Vatandaşlıktan çıkarıldıktan sonra
İstanbul’daki Rus Konsolosluğu da, Vali’den Troçki’nin artık Rus
vatandaşı olmadığı gerekçesiyle “gösterilen ilginin kaldırılmasını”
istemişti. Ancak İçişleri Bakanlığı bu öneriyi reddetti ve Türk
topraklarından çıkıncaya kadar güvenlik önlemlerini kaldırmayacağını
bildirdi.
Başbakan İnönü’nün Rusya’ya gidişi ve Türk-Sovyet
ilişkilerindeki yeni gelişmeler Troçki’yi iyice kuşkulandırmıştı.

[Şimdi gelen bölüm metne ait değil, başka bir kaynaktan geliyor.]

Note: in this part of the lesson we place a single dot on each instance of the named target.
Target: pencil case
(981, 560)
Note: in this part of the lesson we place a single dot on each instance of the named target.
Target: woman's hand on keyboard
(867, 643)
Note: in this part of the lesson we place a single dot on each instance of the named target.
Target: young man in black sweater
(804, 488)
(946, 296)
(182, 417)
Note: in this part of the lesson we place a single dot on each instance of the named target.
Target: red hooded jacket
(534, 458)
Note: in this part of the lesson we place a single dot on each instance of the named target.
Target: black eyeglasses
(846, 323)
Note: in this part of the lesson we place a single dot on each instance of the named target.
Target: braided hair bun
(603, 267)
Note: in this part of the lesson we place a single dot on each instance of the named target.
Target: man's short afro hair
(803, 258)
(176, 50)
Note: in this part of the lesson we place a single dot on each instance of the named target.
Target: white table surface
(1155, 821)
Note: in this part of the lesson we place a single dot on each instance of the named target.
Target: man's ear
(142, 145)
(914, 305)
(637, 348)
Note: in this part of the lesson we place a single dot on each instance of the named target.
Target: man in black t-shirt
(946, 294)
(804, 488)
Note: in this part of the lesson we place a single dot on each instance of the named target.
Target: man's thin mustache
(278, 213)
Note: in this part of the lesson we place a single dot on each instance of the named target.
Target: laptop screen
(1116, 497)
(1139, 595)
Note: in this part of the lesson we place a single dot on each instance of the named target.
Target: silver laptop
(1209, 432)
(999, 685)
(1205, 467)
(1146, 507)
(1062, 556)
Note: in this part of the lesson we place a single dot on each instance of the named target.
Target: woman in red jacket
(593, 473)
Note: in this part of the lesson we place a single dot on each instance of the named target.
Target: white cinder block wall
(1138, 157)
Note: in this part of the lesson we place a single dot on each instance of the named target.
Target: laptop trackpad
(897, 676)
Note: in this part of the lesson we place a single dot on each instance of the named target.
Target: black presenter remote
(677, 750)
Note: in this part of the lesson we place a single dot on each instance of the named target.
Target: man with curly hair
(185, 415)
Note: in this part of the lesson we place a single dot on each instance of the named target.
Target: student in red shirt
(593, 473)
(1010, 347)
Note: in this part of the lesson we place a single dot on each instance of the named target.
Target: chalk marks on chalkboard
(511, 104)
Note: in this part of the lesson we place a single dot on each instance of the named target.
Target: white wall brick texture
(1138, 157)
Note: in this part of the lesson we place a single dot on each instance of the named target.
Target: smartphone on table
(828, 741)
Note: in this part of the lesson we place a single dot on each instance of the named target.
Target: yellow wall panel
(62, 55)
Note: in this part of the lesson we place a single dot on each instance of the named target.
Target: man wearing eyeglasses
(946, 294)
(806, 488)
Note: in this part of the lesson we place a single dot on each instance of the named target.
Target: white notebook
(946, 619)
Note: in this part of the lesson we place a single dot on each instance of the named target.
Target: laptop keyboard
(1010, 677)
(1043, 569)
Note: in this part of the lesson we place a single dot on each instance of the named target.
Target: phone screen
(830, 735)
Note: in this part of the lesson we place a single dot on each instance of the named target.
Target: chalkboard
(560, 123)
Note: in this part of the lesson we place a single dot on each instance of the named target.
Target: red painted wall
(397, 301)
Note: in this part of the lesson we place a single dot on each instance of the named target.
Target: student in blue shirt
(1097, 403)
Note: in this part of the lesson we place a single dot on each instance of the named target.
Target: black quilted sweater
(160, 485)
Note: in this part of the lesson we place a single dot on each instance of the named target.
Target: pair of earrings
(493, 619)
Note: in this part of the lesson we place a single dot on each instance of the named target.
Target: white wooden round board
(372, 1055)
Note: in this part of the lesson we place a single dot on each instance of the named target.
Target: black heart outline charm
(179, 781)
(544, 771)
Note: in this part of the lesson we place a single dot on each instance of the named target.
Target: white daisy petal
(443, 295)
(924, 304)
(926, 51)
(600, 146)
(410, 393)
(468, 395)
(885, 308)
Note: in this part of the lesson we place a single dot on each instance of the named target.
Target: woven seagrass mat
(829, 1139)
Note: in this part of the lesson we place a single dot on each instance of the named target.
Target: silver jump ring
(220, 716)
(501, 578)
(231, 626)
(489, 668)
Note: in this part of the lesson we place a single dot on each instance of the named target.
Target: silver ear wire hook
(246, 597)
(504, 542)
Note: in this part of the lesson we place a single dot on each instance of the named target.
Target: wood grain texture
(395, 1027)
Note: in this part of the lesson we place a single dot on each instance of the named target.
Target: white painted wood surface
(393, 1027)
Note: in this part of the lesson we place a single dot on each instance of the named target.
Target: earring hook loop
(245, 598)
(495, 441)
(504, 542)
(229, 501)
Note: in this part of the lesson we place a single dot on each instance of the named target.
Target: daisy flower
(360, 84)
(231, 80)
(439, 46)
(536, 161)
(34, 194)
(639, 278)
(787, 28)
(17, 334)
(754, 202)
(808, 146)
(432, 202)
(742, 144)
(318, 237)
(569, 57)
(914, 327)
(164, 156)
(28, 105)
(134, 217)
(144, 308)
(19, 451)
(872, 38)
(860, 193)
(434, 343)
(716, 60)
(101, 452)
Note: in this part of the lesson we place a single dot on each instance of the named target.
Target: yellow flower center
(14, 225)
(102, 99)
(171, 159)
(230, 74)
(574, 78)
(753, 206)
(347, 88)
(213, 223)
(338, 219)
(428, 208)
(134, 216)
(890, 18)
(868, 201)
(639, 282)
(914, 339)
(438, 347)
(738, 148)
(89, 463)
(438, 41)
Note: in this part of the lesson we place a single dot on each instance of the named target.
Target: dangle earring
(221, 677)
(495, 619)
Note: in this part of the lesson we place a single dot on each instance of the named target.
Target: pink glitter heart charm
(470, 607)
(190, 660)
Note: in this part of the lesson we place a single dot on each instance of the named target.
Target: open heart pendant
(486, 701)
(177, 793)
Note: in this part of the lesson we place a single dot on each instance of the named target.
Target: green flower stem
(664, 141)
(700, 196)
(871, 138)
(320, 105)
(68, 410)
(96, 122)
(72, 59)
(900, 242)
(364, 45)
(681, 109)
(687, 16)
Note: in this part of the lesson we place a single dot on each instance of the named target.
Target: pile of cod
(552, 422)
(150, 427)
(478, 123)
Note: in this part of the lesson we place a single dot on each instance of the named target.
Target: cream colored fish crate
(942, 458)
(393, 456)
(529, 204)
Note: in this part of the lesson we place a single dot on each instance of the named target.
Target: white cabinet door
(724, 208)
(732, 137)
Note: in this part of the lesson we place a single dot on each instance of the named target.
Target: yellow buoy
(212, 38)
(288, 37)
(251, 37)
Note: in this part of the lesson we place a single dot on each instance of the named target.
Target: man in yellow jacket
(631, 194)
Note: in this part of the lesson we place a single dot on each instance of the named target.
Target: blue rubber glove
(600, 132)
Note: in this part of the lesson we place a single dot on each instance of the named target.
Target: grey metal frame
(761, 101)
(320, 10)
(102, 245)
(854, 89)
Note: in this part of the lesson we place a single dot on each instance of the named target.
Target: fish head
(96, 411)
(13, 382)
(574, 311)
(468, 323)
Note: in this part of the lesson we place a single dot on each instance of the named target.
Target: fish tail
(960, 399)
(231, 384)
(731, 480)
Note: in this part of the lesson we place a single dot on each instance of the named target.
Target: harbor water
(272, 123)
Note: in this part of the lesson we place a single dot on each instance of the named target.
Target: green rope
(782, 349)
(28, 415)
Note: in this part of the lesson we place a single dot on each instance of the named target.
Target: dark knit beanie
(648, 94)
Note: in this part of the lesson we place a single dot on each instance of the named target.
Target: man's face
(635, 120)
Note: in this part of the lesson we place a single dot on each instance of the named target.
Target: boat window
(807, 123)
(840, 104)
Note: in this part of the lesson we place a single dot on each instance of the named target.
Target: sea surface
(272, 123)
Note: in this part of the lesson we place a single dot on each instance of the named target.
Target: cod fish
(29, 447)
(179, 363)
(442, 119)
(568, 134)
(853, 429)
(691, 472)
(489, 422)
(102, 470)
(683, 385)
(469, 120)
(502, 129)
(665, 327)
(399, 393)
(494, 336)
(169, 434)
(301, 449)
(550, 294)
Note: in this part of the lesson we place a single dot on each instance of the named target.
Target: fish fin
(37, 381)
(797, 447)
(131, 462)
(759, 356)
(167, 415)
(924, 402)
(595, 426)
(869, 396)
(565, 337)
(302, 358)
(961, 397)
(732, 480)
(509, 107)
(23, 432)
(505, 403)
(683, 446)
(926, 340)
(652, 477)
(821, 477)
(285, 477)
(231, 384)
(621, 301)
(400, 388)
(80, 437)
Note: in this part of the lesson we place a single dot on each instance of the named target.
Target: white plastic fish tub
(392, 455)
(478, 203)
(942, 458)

Stalin’in Türkiye’ye baskı yapacağını ve buna Türklerin boyun eğeceğini
düşünüyordu. Bu yüzden Fransa’dan vize istedi. Daladier hükümeti bu kez
isteği kabul etti ama 2 yıl sonra Norveç’e geçmek zorunda kaldı. Orada
da barınamadı. Sonunda Meksika’ya sığındı. Stalinciler tarafından
amansızca izleniyordu.
Son 1940’ın 20 Ağustos’undaydı. O gün Stalinci bir komünist olan İspanyol asıllı Ramon Mercader tarafından Troçki'ye suikast düzenlendi. Öldüğünde 62 yaşındaydı.